Friday, July 9, 2010

Best Laid Plans of Mice and Women

A year ago, when we first started planning this event, it all seemed so simple. I knew it was going to be a lot of work, of course. I had, at least, done similar things before--although it was at college, so I had a support team of fellow graduate students to run the event with me, plus the school arranged rooms and such for us fairly easily, so one didn't need to deal with that mess. Still, it didn't seem out of the range of possibility to run (and finance) an event for 100 people with just two people working on it part time.

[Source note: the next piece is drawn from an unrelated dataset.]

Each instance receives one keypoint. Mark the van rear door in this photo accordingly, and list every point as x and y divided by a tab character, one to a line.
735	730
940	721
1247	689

Perhaps you can see where this post is going. It is, indeed, hard to do a big event with just two people, even two people who spend a majority of their time on it for the past 3 months of unemployment. There is a lot to do, publicity-wise, arrangement-wise, planning-wise, etc. And everything costs more than you expect, even when you priced it a year ago.

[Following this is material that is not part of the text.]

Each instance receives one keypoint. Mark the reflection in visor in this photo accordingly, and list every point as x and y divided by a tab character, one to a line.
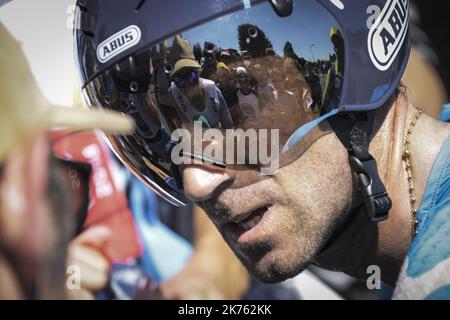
248	70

I priced a bus tour last year. I made one or two calls, considered that good enough, and tacked on a small amount for other costs and divided by the number of people I thought we would get. That became the price we charged per person for the tour. Of course, I didn't actually book the bus then. No, I waited. Last month I started calling around but now the price seemed to be double what I had in my notes last year. Plus we didn't get as many people and there is an economy of scale which happens with buses. If you are just large enough of a group to not fit in one bus, you rent the larger and more expensive bus. But if you are JUST one person over the size for the smaller bus, the bigger bus is really too expensive for such a small group. There never seems to be a medium sized bus.

Today I rented a van for our event. It is not the same as having a tour bus but our people will just have to survive. They are getting a nice tour at a cheap price and we simply can't afford to lose that much money with a bus, especially unemployed as we are.

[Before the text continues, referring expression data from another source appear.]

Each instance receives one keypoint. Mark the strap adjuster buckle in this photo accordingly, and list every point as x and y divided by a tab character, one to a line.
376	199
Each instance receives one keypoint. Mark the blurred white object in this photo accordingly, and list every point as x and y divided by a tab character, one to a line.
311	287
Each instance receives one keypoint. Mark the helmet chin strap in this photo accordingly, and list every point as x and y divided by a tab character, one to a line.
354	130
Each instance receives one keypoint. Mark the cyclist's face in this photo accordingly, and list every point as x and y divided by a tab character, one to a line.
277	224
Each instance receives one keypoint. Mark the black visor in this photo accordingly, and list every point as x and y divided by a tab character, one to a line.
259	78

I called this post "The Best Laid Plans of Mice and Women" but really I don't think I had the best laid plans at all. I fooled myself into thinking I had planned, but really I should have done much more, both when initially pricing and then, finally, in booking. I should have started sooner and done more. That has been true of so many things throughout this event. I've learned a great deal. One thing I've learned is that planning a big event takes time, and there are many things I should have done 4 months ago which I wish I had done.

Like the poor mouse in the Robert Burns poem, my plans have gone awry. Things are not always going as I want. That seems to be the way of things. But one thing which might have helped is starting earlier.